The stadium was fuller than usual.

Word had spread.

Azul noticed his name being called louder, opponents warming up with glances toward him.

From kickoff, the plan was obvious.

Two midfielders tracked him.

The center-back stepped out early whenever he drifted forward.

For the first twenty minutes, Azul barely touched the ball.

And that was exactly what he wanted.

### **THE TRAP SPRINGS**

In the 23rd minute, Marcos received the ball in midfield and hesitated.

Azul sprinted across his vision, dragging both markers with him.

The space opened instantly.

Marcos played the through ball.

Azul wasn't there.

The striker was.

Goal.

Azul didn't assist.

He didn't score.

But the goal was his.

### **THE RESPONSE**

The opponent adjusted again, switching to a man-oriented press.

Every movement was tracked.

Every touch challenged.

In the 37th minute, Azul finally received cleanly near the box.

He turned.

A defender lunged.

Azul went down.

No whistle.

He rose immediately, jaw tight.

The crowd murmured.

He stayed calm.

### **SECOND HALF — NARROW MARGINS**

The second half opened brutally.

Hard challenges. Late steps. Constant contact.

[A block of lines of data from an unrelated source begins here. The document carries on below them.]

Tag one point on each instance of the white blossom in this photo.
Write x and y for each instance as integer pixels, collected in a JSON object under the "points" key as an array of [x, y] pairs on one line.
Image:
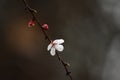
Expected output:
{"points": [[55, 45]]}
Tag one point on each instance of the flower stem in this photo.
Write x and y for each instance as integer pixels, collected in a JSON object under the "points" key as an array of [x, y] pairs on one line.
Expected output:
{"points": [[33, 12]]}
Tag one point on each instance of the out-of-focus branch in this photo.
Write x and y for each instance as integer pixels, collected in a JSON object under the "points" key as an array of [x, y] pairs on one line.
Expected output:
{"points": [[33, 12]]}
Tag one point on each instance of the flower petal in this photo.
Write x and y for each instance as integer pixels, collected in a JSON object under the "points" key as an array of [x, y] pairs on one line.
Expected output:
{"points": [[49, 47], [59, 47], [52, 52], [58, 41]]}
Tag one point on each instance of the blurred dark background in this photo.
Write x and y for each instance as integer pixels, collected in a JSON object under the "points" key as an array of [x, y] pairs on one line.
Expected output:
{"points": [[90, 29]]}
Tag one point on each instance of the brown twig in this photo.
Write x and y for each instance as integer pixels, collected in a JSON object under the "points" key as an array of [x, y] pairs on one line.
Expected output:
{"points": [[33, 12]]}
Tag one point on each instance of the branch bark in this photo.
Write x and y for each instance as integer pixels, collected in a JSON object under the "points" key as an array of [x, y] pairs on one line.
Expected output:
{"points": [[33, 12]]}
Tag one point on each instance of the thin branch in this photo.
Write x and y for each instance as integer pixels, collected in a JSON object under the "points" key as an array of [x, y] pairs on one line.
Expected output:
{"points": [[33, 12]]}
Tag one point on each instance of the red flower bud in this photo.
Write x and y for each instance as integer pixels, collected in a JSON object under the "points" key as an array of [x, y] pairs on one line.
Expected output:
{"points": [[31, 23], [45, 26]]}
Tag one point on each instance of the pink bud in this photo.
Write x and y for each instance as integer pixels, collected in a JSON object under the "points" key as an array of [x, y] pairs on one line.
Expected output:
{"points": [[45, 26], [31, 23]]}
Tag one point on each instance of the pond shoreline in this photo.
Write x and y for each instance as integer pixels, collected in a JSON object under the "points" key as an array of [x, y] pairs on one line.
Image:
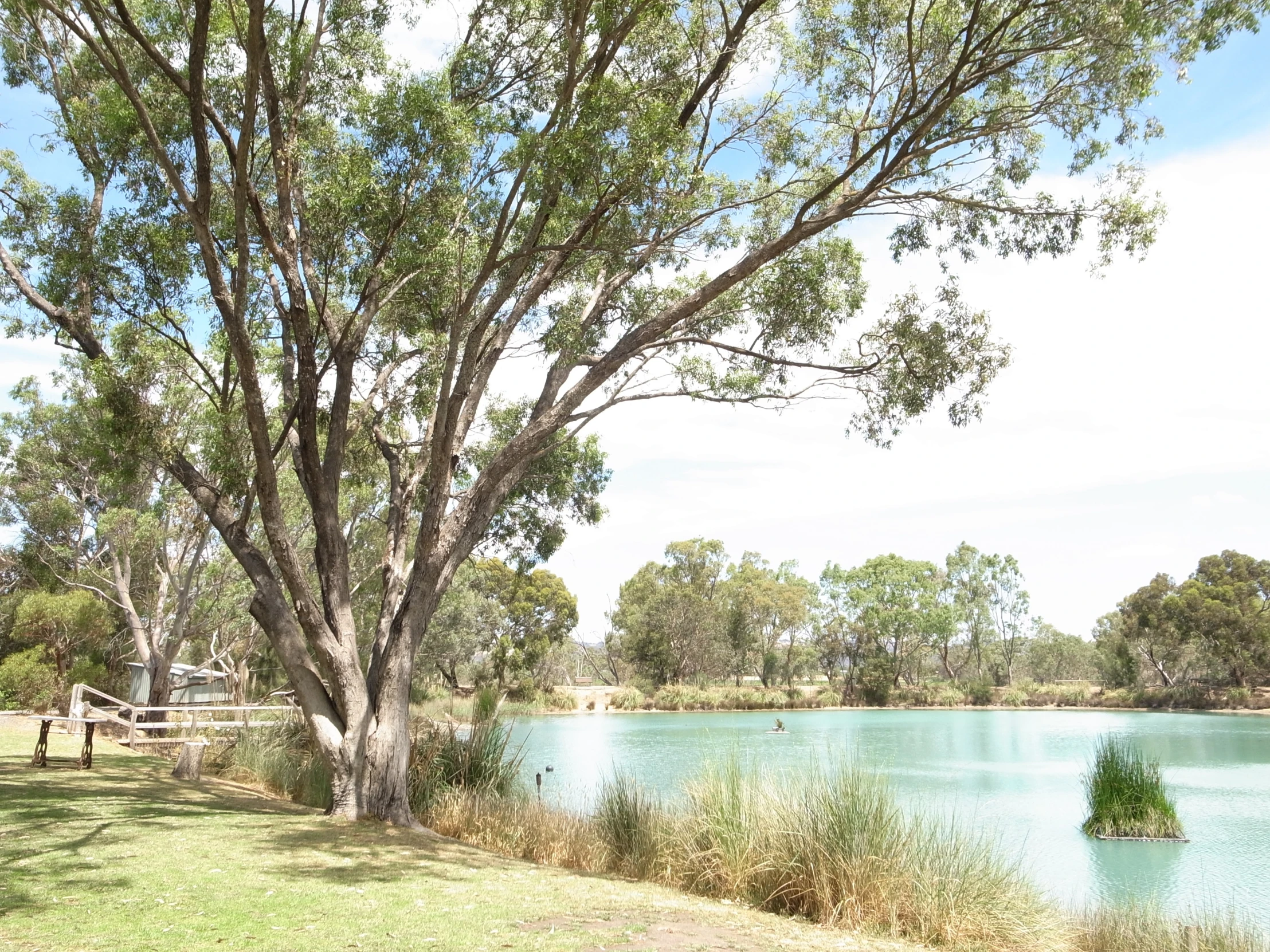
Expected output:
{"points": [[548, 711], [596, 700]]}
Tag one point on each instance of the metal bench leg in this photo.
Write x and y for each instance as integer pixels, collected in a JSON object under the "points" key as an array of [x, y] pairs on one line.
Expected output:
{"points": [[41, 756]]}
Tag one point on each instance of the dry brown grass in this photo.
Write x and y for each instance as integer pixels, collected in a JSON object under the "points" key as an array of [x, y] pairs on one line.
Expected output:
{"points": [[519, 828]]}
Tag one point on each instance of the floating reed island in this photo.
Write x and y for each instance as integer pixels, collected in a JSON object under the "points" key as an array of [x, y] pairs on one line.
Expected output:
{"points": [[1127, 796]]}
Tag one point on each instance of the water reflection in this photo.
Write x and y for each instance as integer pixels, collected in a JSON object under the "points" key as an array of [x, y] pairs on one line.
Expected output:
{"points": [[1013, 774], [1127, 872]]}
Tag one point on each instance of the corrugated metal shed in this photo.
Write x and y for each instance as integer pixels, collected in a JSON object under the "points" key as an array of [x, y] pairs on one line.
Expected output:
{"points": [[190, 685]]}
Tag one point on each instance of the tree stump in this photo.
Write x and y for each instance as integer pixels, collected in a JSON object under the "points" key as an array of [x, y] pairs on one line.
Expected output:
{"points": [[190, 762]]}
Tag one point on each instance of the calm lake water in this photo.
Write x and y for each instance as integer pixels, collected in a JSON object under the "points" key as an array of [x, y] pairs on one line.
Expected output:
{"points": [[1014, 774]]}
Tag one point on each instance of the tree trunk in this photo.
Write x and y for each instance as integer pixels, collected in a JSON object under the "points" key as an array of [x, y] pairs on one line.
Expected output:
{"points": [[160, 685], [374, 777], [190, 762]]}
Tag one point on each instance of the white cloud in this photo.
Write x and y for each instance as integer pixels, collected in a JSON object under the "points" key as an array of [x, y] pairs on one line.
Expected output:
{"points": [[22, 357], [1131, 398]]}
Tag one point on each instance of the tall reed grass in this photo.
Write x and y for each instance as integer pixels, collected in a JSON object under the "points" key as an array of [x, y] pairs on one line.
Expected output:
{"points": [[832, 847], [281, 758], [1137, 929], [444, 757], [1127, 795]]}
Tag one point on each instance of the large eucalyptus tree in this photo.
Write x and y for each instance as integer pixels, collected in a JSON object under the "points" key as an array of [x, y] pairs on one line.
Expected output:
{"points": [[644, 196]]}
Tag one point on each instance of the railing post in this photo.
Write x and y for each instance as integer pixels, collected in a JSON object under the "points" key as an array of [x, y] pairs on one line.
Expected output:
{"points": [[75, 709]]}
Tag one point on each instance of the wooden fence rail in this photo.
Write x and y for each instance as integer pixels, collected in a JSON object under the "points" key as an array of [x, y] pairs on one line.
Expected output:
{"points": [[136, 718]]}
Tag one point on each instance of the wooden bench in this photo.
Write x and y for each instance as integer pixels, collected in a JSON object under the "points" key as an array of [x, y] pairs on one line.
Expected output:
{"points": [[84, 761]]}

In the 55th minute, Azul took a blow to the hip that sent him skidding across the turf.

This time, the referee stopped play.

Azul stayed down longer than necessary, forcing the opponent to wait.

He needed air.

He needed clarity.

When he stood, Miravet caught his eye and tapped his temple.

Think.

### **THE MOMENT OF CLARITY**

In the 68th minute, with the match still level, Azul drifted wide again. His marker followed.

The second marker hesitated.

That hesitation was enough.

Azul cut inside sharply, receiving a return pass at the edge of the box.

The shooting lane was tight.

The defender leaned right.

Azul struck left.

The ball rifled into the bottom corner.

Goal.

No celebration.

Just breath.

### **THE FINAL TEST**

The opponent threw everything forward.

Barcelona held on.

In stoppage time, Azul had one final chance on the counter. He ran thirty meters, legs screaming, keeper advancing.

He could have shot.

Instead, he slowed.

Waited.

Drew the keeper.

Squared.

Goal.

Whistle.

### **AFTERMATH**

In the locker room, exhaustion mixed with satisfaction.

Miravet approached him one last time.

"You didn't demand the game today," he said.

"You let it come to you."

Azul nodded.

"I'm learning."

Miravet placed a hand on his shoulder.

"So is everyone else."

### **ALONE, AGAIN**

That night, Azul stood by the window once more.

The field was shrinking.

But he was learning how to make it feel big again.

Not by force.

But by intelligence.

By patience.

By timing.

And as his reflection stared back at him, Azul understood something important.

Being Messi's successor wasn't about copying greatness.

It was about surviving the moment when everyone tried to stop you from becoming it.